Chapter 28: "Conquest" November 1 1998
Jack is en route to the launch of the Zarya module: the first element of the International Space Station. He recollects the STS-84 mission the year before, on the 40th anniversary of the Sputnik, when the US, Russian, and European Space agencies orchestrated an intricate ballet in space of 3 enormous spacecraft, the sun, and even a particle of dust, to advance the state of space engineering. The operation had seamlessly integrated technicians and astronauts in several countries. Global communications have linked the citizens across the planet and the cosmos, in torrents of data and voices. As Jack emerges from the flashback, the International Space Station is poised to launch: the culmination of a millennium of human progress. The nations gather on the plains of Baikonur, where the space race started, and Jack recalls the story of the Tower of Babel. The people of Earth unite near the original site six thousand years after Babel to build a platform in the heavens, as the first of 70 rockets thunders its message to the stars: "We are coming."

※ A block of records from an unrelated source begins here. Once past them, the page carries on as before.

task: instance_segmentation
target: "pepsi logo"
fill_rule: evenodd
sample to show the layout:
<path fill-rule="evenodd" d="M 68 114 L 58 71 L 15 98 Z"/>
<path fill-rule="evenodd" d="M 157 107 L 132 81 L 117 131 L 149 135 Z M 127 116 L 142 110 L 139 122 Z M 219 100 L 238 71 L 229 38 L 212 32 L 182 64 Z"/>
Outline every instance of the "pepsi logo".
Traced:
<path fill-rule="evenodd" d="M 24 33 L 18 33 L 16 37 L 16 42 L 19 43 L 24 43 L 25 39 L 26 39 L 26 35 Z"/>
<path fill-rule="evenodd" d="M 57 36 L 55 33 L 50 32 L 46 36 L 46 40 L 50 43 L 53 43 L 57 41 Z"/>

Epilogue: "The Gathering" December 4, 1998
The living two generations of the family gather on the shore of Florida to witness the launch of the Space Shuttle Endeavour several weeks later, on its way to continue the assembly of the International Space Station, with an international crew. The earth shakes as the monstrous vehicle departs, and the sky lights up as though man had just recreated the sun itself. The flight obeys the predictions of the space worker, of his father the math teacher, and the teacher's aerodynamicist father and mathematician mother. It fulfils the dreams of twenty-eight generations past. The shuttle thunders over all the ancestral homes and settings of the previous twenty-eight chapters, arriving with its separated external tank and its target vehicle Zarya together in orbital dawn above the grave of Grimbaldus in England. In such lighting conditions, the three objects recreate the moving "stars" (meteors and comet) in the sky, which had caused the Norman knight to ponder his future nearly a thousand years before. Man has arrived in the cosmos to stay, and is now permanently living and dancing among the stars, through the daily struggles of all the generations that have gone before.